I could go on in length about the particular mechanics alchemy and never stop. If you need a guide, read the in-universe one.
On The Overseer Project: Version 1 was a student project by one developer, and had the worst technical debt I’ve seen in my life. Really old PHP “standards” made by a hardworking guy who regrettably didn’t really know PHP in the first place. Very simple and grindy gameplay, nonetheless loved because it adapted the entire fictional game from start to finish.
Version 2 added more features and a deeper combat system, but never quite made it to the final boss before Homestuck turned unpopular, and everyone gradually quit.
They were both marred by a dickass developer that gained protagonism in v2, inheriting the codebase and servers from the original creator. He really only cared about money, so when most people stopped playing, he shut the servers down.
The code is public and the game is technically runnable locally (though pointless since it’s multiplayer), but very hard to dockerize. I need to get around to rehosting it one of these days, but I’m something of a dickass myself.
If turbo or GPT-4 ever get finetuning, you know I will use their “functions” system to also generate grist costs and weapon stats. Alas, davinci is too shitty to do anything more than generate a name and description without going off in weird directions.
I can’t find how I originally did this, but I went from a SQL table definition and import statements to .csv and .columns files. The textbook solution is importing sqlite3 from Python, creating the database and then exporting it… but I’m pretty sure I used a website that did it for me.
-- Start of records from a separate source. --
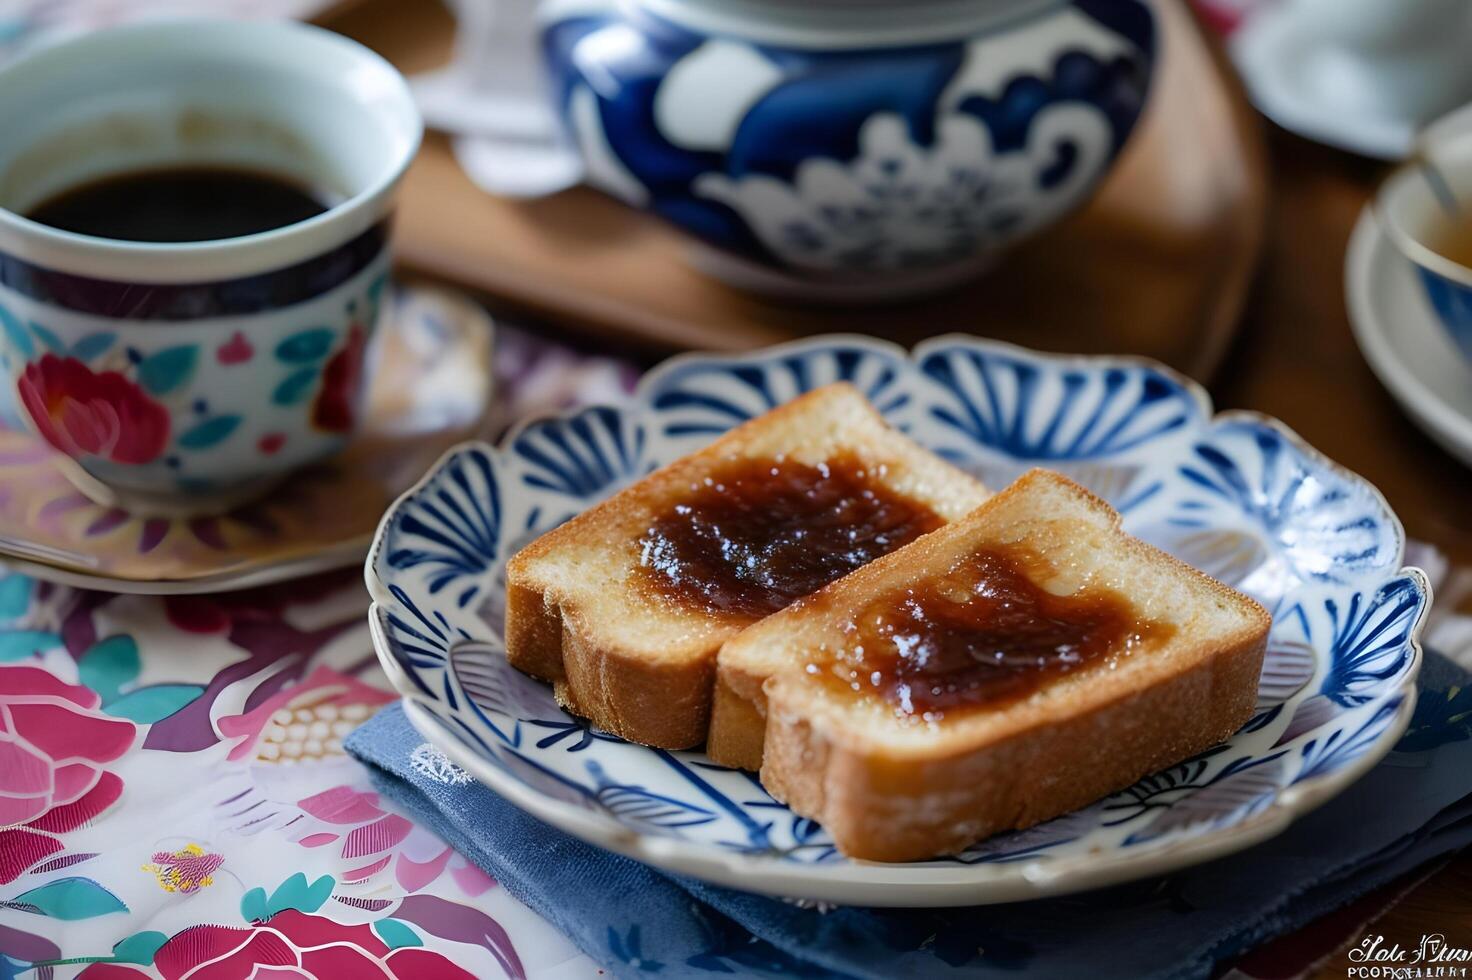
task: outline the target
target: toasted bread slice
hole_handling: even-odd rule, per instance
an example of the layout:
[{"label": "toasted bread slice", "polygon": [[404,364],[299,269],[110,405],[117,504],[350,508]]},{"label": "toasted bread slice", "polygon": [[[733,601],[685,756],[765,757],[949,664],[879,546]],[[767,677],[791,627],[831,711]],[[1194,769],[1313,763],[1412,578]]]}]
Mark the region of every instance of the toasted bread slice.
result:
[{"label": "toasted bread slice", "polygon": [[[1084,806],[1251,716],[1271,620],[1034,470],[730,640],[762,784],[856,858],[953,853]],[[749,719],[747,719],[749,721]]]},{"label": "toasted bread slice", "polygon": [[722,643],[986,496],[853,386],[819,388],[522,549],[508,659],[607,731],[697,746]]}]

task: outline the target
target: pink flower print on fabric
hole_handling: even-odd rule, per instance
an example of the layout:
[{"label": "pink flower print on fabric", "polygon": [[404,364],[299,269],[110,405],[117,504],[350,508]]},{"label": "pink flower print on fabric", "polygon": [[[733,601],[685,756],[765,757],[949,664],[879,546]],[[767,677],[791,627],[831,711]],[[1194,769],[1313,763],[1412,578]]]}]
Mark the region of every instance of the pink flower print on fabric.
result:
[{"label": "pink flower print on fabric", "polygon": [[[520,964],[514,975],[519,975]],[[162,976],[203,980],[474,980],[442,953],[390,946],[370,925],[286,909],[249,926],[191,926],[154,954],[150,967],[94,963],[85,980]]]},{"label": "pink flower print on fabric", "polygon": [[137,728],[97,710],[89,688],[36,667],[0,667],[0,884],[65,850],[59,835],[97,819],[122,796],[104,766]]},{"label": "pink flower print on fabric", "polygon": [[320,821],[306,828],[297,843],[309,848],[335,845],[345,865],[344,881],[366,881],[392,865],[394,880],[409,894],[428,887],[446,870],[471,898],[496,885],[434,834],[380,807],[376,793],[334,786],[299,800],[297,806]]}]

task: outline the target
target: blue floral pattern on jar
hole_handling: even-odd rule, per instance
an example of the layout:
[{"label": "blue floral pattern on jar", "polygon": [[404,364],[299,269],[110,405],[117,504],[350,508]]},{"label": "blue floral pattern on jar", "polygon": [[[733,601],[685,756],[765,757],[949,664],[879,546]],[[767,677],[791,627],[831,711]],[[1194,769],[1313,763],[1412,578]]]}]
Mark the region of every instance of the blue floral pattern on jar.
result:
[{"label": "blue floral pattern on jar", "polygon": [[1139,117],[1140,0],[1022,6],[968,37],[819,49],[579,5],[544,46],[594,186],[769,270],[901,273],[1058,220]]}]

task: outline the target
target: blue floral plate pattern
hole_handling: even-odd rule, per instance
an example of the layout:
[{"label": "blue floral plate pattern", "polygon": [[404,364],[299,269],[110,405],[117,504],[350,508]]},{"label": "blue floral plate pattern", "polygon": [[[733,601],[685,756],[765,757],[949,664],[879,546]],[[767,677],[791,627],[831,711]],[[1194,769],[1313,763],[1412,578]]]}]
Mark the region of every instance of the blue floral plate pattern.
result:
[{"label": "blue floral plate pattern", "polygon": [[[999,488],[1028,467],[1105,497],[1132,533],[1273,614],[1258,712],[1228,742],[1083,810],[951,858],[853,861],[748,773],[624,742],[562,711],[502,647],[506,559],[732,426],[835,380]],[[913,353],[825,337],[690,355],[629,400],[445,456],[385,516],[374,642],[425,736],[507,799],[666,870],[854,905],[971,905],[1158,874],[1283,830],[1368,770],[1414,707],[1425,576],[1374,487],[1275,420],[1212,415],[1150,362],[969,337]]]}]

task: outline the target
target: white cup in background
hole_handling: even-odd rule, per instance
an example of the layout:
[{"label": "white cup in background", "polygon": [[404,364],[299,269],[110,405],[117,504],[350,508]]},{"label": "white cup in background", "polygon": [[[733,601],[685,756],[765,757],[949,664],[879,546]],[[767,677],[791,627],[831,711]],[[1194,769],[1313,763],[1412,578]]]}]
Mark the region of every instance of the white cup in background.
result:
[{"label": "white cup in background", "polygon": [[1302,70],[1326,102],[1428,121],[1472,97],[1468,0],[1288,0]]}]

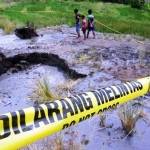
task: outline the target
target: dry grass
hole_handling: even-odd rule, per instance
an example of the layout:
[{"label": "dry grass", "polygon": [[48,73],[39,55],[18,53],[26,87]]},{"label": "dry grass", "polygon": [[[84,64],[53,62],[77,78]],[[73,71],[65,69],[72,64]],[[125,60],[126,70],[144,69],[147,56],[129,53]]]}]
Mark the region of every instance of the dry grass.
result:
[{"label": "dry grass", "polygon": [[100,127],[105,127],[106,126],[106,114],[102,113],[100,114]]},{"label": "dry grass", "polygon": [[85,63],[88,62],[91,59],[91,56],[89,56],[88,54],[80,54],[77,62],[78,63]]},{"label": "dry grass", "polygon": [[139,49],[139,61],[141,66],[150,65],[150,60],[148,60],[150,56],[150,48],[149,45],[145,45],[143,49]]},{"label": "dry grass", "polygon": [[49,79],[47,77],[43,77],[36,82],[35,88],[29,98],[41,103],[69,97],[73,92],[73,87],[79,81],[80,79],[69,79],[64,84],[59,84],[57,87],[52,88],[50,87]]},{"label": "dry grass", "polygon": [[60,84],[58,85],[57,87],[57,91],[59,93],[59,95],[62,95],[63,97],[67,97],[67,96],[70,96],[71,93],[73,92],[73,87],[78,83],[80,82],[80,79],[78,80],[67,80],[65,82],[65,84]]},{"label": "dry grass", "polygon": [[141,107],[134,105],[133,102],[126,103],[119,108],[118,115],[127,135],[132,135],[141,112]]},{"label": "dry grass", "polygon": [[46,102],[60,99],[60,97],[56,93],[52,92],[48,78],[44,77],[37,81],[30,99],[38,102]]},{"label": "dry grass", "polygon": [[139,50],[140,65],[143,65],[143,66],[145,65],[145,63],[144,63],[145,55],[146,55],[146,50],[145,49],[140,49]]},{"label": "dry grass", "polygon": [[15,28],[16,24],[0,16],[0,28],[4,30],[6,34],[11,33]]},{"label": "dry grass", "polygon": [[69,133],[69,139],[62,132],[57,133],[53,139],[45,138],[40,143],[32,144],[21,150],[83,150],[83,145],[77,142],[76,132]]},{"label": "dry grass", "polygon": [[64,150],[63,137],[59,134],[53,140],[45,138],[42,143],[32,144],[22,150]]}]

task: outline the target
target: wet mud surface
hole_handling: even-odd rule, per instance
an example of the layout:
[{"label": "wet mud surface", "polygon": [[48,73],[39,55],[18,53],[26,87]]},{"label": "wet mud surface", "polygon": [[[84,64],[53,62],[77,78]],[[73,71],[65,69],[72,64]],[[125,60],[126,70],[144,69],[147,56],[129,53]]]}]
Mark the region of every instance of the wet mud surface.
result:
[{"label": "wet mud surface", "polygon": [[[16,66],[11,66],[0,76],[0,113],[34,105],[29,96],[36,81],[43,76],[49,78],[52,88],[58,88],[60,85],[63,87],[70,80],[75,82],[69,91],[70,94],[150,76],[149,39],[131,35],[97,33],[96,39],[91,37],[84,41],[82,38],[76,39],[75,29],[67,26],[44,28],[37,32],[43,36],[30,40],[21,40],[14,34],[3,35],[1,32],[0,53],[5,55],[8,60],[22,56],[22,54],[29,56],[33,53],[56,56],[65,61],[65,65],[70,70],[87,76],[75,80],[77,78],[72,78],[71,73],[68,73],[67,70],[62,71],[62,68],[57,65],[47,65],[49,61],[51,64],[55,62],[55,60],[52,61],[53,57],[49,61],[48,59],[44,61],[46,63],[32,63],[29,66],[28,61],[26,63],[24,61],[24,65],[21,65],[22,68],[15,72]],[[137,40],[142,41],[143,44],[138,43]],[[2,62],[2,55],[0,56],[0,62]],[[38,57],[38,59],[40,58]],[[14,64],[14,62],[11,63]],[[63,63],[59,62],[59,65],[62,66]],[[18,64],[18,61],[15,64]],[[64,87],[60,93],[68,96]],[[147,119],[142,118],[137,122],[136,132],[130,138],[126,138],[122,130],[117,111],[107,112],[105,128],[100,127],[99,116],[96,116],[58,133],[58,135],[63,134],[64,143],[73,139],[82,145],[81,149],[86,150],[149,150],[149,100],[150,95],[138,98],[138,101],[143,102]],[[53,142],[55,136],[48,139]],[[44,149],[43,143],[45,143],[45,139],[35,143],[34,146]]]}]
I was unable to find it with Google just now. In any case, if you want to follow my example you can just use the .csvs that are in the project repo. No need to do the work again.
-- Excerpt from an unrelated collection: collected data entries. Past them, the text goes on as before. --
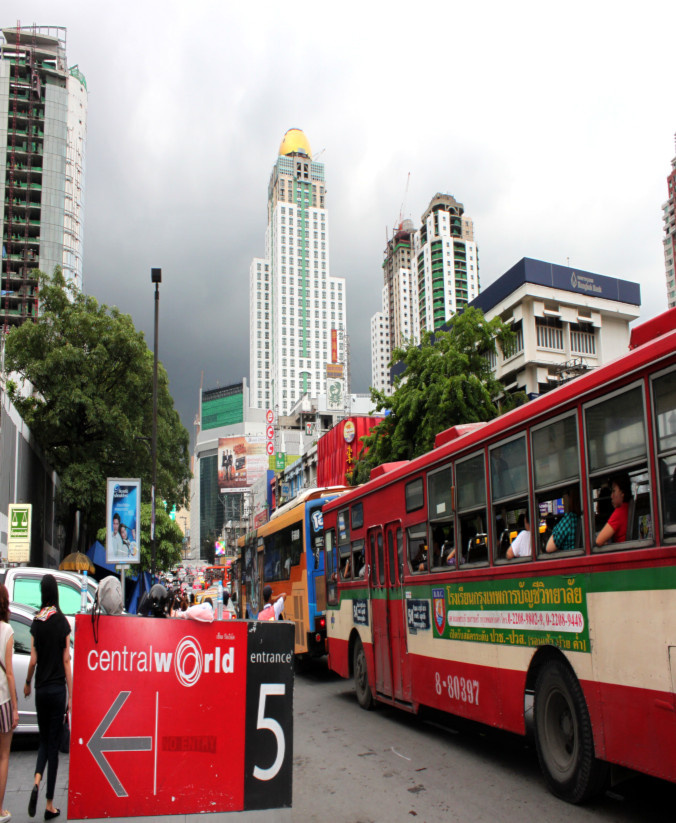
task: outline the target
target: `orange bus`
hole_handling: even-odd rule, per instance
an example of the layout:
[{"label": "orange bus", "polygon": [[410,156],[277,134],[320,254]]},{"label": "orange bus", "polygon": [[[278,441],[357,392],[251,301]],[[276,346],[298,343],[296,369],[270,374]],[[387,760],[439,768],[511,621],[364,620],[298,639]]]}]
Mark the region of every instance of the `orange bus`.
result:
[{"label": "orange bus", "polygon": [[570,802],[609,764],[676,780],[676,310],[612,363],[378,467],[324,529],[329,666],[364,708],[525,734],[532,706]]},{"label": "orange bus", "polygon": [[277,509],[270,520],[240,538],[243,557],[242,616],[262,608],[263,586],[273,600],[286,593],[284,619],[296,624],[294,653],[326,653],[326,586],[322,507],[344,488],[316,488]]}]

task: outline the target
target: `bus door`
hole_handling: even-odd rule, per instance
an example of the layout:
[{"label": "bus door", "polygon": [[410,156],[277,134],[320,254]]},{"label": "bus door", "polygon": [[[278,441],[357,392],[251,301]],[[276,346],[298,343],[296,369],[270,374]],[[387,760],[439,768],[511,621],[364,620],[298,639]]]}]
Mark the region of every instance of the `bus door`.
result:
[{"label": "bus door", "polygon": [[392,682],[394,698],[410,702],[411,669],[408,654],[406,601],[402,576],[404,572],[404,537],[401,523],[388,523],[385,527],[385,586],[389,612],[389,641],[392,658]]},{"label": "bus door", "polygon": [[382,529],[369,529],[367,539],[376,691],[391,696],[392,660],[390,658],[389,608],[385,586],[387,575]]}]

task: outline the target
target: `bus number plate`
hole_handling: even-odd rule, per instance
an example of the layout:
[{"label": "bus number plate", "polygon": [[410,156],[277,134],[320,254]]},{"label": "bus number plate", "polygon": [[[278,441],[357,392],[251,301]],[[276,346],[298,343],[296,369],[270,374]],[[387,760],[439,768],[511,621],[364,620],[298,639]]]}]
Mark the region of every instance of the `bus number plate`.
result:
[{"label": "bus number plate", "polygon": [[439,672],[434,673],[434,688],[437,694],[446,692],[451,700],[469,703],[470,706],[479,705],[479,681],[469,677],[459,677],[449,674],[442,677]]}]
The Perfectly Generic Object and Perfectly Unique Object are usual culprits. Find more nerd information here! Do not look at the edit history, I’m not there.
Thankfully, people somehow continue to finance my enterprises.
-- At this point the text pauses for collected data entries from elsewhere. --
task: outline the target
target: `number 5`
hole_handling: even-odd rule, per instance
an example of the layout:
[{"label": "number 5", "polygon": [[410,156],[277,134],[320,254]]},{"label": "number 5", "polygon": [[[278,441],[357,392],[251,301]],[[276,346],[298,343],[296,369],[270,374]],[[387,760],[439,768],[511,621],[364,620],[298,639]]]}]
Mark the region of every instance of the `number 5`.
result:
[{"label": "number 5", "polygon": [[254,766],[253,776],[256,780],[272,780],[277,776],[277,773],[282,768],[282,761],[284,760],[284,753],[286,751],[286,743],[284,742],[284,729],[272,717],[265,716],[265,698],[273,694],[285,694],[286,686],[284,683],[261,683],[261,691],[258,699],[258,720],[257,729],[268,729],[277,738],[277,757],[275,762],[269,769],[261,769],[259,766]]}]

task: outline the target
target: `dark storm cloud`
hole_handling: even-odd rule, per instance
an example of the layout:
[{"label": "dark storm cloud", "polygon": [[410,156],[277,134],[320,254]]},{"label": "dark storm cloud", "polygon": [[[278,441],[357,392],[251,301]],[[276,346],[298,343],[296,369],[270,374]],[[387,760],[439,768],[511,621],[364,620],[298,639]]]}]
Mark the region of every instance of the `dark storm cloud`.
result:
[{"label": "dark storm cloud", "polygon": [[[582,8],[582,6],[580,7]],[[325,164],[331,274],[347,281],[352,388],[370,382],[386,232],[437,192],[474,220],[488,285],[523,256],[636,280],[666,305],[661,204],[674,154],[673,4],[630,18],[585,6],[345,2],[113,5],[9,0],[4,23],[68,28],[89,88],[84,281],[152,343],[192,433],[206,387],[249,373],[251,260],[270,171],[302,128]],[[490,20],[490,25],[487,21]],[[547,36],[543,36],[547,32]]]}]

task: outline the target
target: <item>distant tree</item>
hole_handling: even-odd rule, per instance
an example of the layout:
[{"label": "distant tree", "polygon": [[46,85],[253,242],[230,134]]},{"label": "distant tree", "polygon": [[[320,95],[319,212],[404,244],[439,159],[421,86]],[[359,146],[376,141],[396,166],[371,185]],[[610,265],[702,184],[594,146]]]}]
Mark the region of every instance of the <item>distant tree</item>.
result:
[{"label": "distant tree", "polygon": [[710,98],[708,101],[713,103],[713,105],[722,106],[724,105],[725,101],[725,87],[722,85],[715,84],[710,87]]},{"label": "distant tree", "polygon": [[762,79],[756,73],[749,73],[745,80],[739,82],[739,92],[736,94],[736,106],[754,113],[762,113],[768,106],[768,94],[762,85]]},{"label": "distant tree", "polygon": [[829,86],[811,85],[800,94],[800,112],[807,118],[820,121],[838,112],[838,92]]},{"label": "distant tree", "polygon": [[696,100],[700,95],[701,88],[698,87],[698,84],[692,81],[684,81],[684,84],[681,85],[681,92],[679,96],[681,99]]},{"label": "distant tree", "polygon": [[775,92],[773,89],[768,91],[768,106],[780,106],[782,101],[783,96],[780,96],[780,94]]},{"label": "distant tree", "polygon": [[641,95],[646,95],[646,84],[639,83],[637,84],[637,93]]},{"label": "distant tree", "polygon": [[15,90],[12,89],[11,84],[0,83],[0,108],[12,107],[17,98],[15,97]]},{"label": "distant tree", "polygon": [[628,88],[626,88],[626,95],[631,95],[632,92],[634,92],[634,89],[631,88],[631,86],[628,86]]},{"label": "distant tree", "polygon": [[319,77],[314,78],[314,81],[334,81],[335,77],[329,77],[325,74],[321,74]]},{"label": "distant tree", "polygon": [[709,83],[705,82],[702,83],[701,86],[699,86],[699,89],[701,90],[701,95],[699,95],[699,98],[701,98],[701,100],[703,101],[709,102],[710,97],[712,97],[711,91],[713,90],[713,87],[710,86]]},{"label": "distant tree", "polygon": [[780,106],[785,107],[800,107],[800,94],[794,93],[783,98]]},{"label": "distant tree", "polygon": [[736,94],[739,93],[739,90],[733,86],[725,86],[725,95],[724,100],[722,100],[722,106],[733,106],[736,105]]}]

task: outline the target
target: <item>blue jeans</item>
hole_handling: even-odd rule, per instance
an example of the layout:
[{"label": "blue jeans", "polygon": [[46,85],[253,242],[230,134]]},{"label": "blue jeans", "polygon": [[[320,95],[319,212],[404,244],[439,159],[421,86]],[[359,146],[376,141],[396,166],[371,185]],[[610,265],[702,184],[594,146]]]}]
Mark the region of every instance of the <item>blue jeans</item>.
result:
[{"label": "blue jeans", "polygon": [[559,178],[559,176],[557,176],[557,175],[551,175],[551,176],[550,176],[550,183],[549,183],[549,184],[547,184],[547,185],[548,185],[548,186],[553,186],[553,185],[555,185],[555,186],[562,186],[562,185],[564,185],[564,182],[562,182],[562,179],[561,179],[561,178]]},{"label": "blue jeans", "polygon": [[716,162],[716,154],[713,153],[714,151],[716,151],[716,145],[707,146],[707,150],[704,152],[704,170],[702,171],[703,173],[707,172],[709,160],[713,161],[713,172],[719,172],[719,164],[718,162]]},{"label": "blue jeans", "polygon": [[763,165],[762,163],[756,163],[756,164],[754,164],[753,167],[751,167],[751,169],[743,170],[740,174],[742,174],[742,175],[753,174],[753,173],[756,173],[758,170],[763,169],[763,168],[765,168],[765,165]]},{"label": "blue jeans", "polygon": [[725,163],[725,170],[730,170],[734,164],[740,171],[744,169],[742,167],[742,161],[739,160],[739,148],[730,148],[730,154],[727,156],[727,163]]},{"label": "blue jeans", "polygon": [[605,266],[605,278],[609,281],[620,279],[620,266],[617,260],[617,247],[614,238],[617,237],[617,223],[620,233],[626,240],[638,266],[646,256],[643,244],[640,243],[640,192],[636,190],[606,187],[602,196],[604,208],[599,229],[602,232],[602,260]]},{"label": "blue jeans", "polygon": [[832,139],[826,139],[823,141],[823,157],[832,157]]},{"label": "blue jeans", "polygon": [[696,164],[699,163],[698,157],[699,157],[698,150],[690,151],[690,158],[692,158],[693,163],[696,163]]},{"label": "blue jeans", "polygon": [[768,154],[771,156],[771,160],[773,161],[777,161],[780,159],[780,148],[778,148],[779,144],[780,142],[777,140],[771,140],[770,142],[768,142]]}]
Sometimes users in my server use the finetuned model for the text, in that case it uses the old item description prompt. Doesn’t give super accurate results, but the text can be really funny.
I also include “No talk; just go” by genius prompt engineer Riley Goodside. It works too well.
If I wasn’t doing this on my local RTX 3070 and had to buy cloud GPU access, the process would cost waayyyyyyyy more. When will I get hired by a big AI company so I can use their GPUs?
The third and ultimate option would be a finetuned model that outputs items in the classic Homestuck image style, with .gif compressed colors and no antialiasing. We can only dream that’ll be more viable as technology evolves.